Molti dei suoi dipinti evocano la trama di un cartoncino martellato, con una preziosa filigrana in rilievo. Le possibilità di lettura si rincorrono. Una sezione di broccato o di seta trapunta d’oro, carminio e polvere di perla? Una vela sospinta sul mare o la traiettoria uniforme di un uccello migratore che fende l’aria? Forse un vascello fantasma o ancora, chissà, le maniche di un kimono indossato da una geisha che tiene aperte le braccia con la grazia di un fiore? Un parasole, forse, o anche un aquilone che nuota nell’aria in una tiepida e dolce giornata di primavera?

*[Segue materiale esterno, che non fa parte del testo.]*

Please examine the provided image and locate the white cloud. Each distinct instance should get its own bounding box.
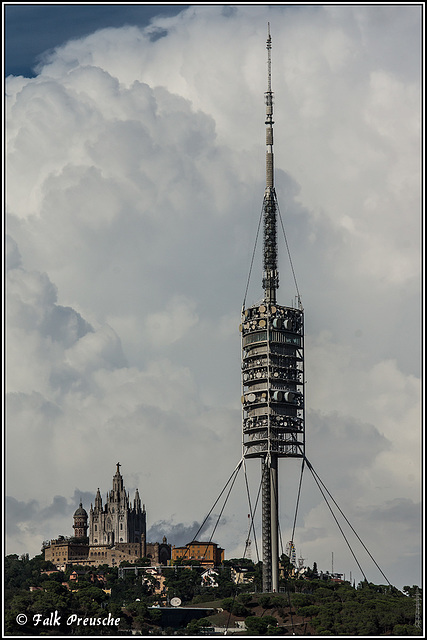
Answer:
[7,5,420,584]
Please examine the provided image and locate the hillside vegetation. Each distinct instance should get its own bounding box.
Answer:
[5,555,422,636]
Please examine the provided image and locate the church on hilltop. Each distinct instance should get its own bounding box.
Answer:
[89,462,146,545]
[42,463,171,570]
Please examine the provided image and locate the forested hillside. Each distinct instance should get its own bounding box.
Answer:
[5,555,422,636]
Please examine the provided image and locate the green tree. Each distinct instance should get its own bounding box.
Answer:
[245,616,277,636]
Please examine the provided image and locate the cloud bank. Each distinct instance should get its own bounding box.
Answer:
[6,6,421,586]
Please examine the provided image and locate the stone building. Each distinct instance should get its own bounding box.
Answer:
[43,463,171,570]
[89,462,146,555]
[172,540,224,567]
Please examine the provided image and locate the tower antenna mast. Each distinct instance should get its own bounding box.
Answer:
[240,24,305,592]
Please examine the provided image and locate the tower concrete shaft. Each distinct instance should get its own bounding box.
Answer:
[240,25,305,592]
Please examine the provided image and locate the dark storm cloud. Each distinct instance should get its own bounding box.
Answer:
[5,4,187,78]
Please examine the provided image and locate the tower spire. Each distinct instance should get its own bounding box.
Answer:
[262,23,279,303]
[240,25,305,592]
[265,23,274,192]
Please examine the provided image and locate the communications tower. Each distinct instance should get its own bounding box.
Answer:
[241,25,305,592]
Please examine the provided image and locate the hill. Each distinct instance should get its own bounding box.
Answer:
[4,555,422,636]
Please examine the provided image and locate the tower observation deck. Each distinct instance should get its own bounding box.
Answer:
[241,25,305,592]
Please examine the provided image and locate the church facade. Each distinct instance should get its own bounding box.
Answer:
[43,463,171,570]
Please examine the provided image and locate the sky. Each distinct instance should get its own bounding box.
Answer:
[5,4,422,588]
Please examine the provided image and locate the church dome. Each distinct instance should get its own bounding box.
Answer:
[74,503,87,518]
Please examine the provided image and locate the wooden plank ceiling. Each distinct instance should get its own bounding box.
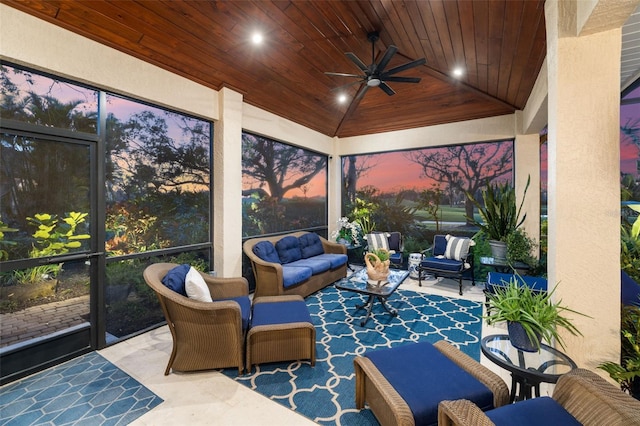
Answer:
[1,0,546,137]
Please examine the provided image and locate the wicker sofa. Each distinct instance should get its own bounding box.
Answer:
[242,231,347,297]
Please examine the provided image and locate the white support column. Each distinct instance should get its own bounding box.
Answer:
[545,0,624,374]
[514,134,540,248]
[213,88,242,277]
[327,137,342,240]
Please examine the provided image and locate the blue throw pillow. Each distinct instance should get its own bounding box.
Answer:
[253,241,280,263]
[276,235,302,264]
[162,263,191,297]
[298,232,324,259]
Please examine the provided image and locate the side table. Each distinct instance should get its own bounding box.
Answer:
[480,334,577,402]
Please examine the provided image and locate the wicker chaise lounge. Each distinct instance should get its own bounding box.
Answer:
[354,340,509,426]
[143,263,251,376]
[438,368,640,426]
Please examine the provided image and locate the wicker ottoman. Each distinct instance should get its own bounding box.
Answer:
[246,295,316,373]
[354,340,509,426]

Come nella teoria dei “frattali”, che coglie nelle più diverse forme naturali — il mondo vegetale, minerale e le molteplici conformazioni dei paesaggi — delle costanti geometriche e numeriche che si ripetono senza lasciare nulla al caso, così nei dipinti di Famà si possono cogliere le figure — i “frattali” — del mondo dell’intelletto e dello spirito. Le leggi e le dinamiche della mente universale e della mente individuale affiorano nel vasto e fluttuante mare delle apparenze e dettano al pittore una stupenda galleria di modelli. Questi modelli, nel linguaggio artistico di Famà, traducono l’essenza e la bellezza propri al logos regolatore e signore di tutte le cose; imprimono al disegno, al colore e alla composizione l’operare stesso di questo logos, nel mondo umano, terreste e divino, secondo stupende meccaniche e leggi immutabili. Se ci soffermiamo a lungo a contemplare ogni singolo quadro, abbiamo quasi l’impressione di essere trasportati all’alba della creazione, quando Dio “aleggiava sulle acque” e giocava con le leggi della futura creazione sperimentandone bellezza, potenzialità, bontà e verità. Nell’atto della creazione Dio plasmò la creta del mondo e dell’uomo secondo queste leggi e queste meccaniche, racchiudendo l’uno dentro l’altro “infiniti universi e mondi”. Da questo grembo originario in cui pullulano e fervono le regole della grammatica cosmica, Famà attinge la sua ispirazione. Alla classica pittura di paesaggio, il nostro artista affianca una nuova forma di paesaggistica dello Spirito e del Divino che raffigura in forme astratte e geometriche le leggi pure della creazione. Come esistono una biologia, una geologia e una matematica scientifiche, esistono anche una biologia, una geologia e una matematica estetiche e speculative, intellettuali e invisibili agli occhi del corpo. Il pittore ce le rende visibili, abilissimo a conservare in perfetto equilibrio la pienezza figurativa con la leggerezza imponderabile degli “oggetti” rappresentati. Che forma infatti può avere una legge fisica, un’equazione che traduce in formula i movimenti degli oggetti e la composizione della materia? Famà ci regala un campionario di proposte di alcune delle miriadi di forme possibili che, nel suo universo, aspirano a dare corpo alle leggi e alle equazioni del mondo dello Spirito. Ed è bello seguirlo in questo suo raffinato e complesso esercizio di traduzione, giocando con lui al gioco primitivo e trascendente di una creazione che si rinnova e si svela ogni giorno.